Return:	an AES object, of the applicable mode.

Getting a Key

Using the cryptography module in Python, this post will look into methods of generating keys, storing keys and using the asymmetric encryption method RSA to encrypt and decrypt messages and files. We will be using cryptography.hazmat.primitives.asymmetric.rsa to generate keys.

Installing cryptography

Since Python does not come with anything that can encrypt files, we will need to use a third-party module.

PyCrypto is quite popular but since it does not offer built wheels, if you don't have Microsoft Visual C++ Build Tools installed, you will be told to install it. Instead of installing extra tools just to build this, I will be using the cryptography module. To install this, execute:

To make sure it installed correctly, open IDLE and execute:

If no errors appeared it has been installed correctly.

What is Asymmetric Encryption?

If you read my article on Encryption and Decryption in Python, you will see that I only used one key to encrypt and decrypt.

Asymmetric encryption uses two keys - a private key and a public key. Public keys are given out for anyone to use, you make them public information. Anyone can encrypt data with your public key and then only those with the private key can decrypt the message. This also works the other way around but it is a convention to keep your private key secret.

Aes Key Generation In Python 8

Getting a Key

To generate the two keys, we can call rsa.generate_private_key with some general parameters. The public key will be found in the object that holds the creation of the private key.

Storing Keys

To store the keys in a file, they first need to be serialized and then written to a file. To store the private key, we need to use the following.

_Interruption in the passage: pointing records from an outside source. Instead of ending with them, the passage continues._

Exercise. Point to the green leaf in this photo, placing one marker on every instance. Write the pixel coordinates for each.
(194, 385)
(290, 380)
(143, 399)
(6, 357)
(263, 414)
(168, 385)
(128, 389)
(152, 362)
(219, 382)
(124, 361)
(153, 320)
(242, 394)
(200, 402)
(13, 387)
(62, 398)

You can password protect the contents of this file using this top key serialization example.

To store the public key, we need to use a slightly modified version.

Remember that public and private keys are different so you will have to use these methods for each key.

Reading Keys

To get the keys out of the files, we need to read each file and then load them. To read the private key, use the following.

If you store the key with a password, set password to what you used.

The variable private_key will now have the private key. To read the public key, we need to use a slightly modified version.

The variable public_key will now have the public key.

Encrypting

Due to how asymmetric encryption algorithms like RSA work, encrypting with either one is fine, you just will need to use the other to decrypt. Applying a bit of logic to this can create some useful scenarios like signing and verification. For this example, I will assume that you keep both keys safe and don't release them since this example is only for local encryption (can be applied to wider though when keys are exchanged).

This means you can use either key but I will demonstrate using the public key to encrypt, this will mean anyone with the private key can decrypt the message.

Decrypting

Assuming that the public key was used to encrypt, we can use the private key to decrypt.

Demonstration

Aes Key Generation In Python 2

To show this in action, here is a properly constructed example.

Encrypting and Decrypting Files

To encrypt and decrypt files, you will need to use read and write binary when opening files. You can simply substitute the values I previously used for message with the contents of a file. For example:

Using the variable message you can then encrypt it. To store, you can use the general Python method when encryption returns bytes.

Now to decrypt you can easily read the data from test.encrypted like the first bit of code in this section, decrypt it and then write it back out to test.txt using the second bit of code in this section.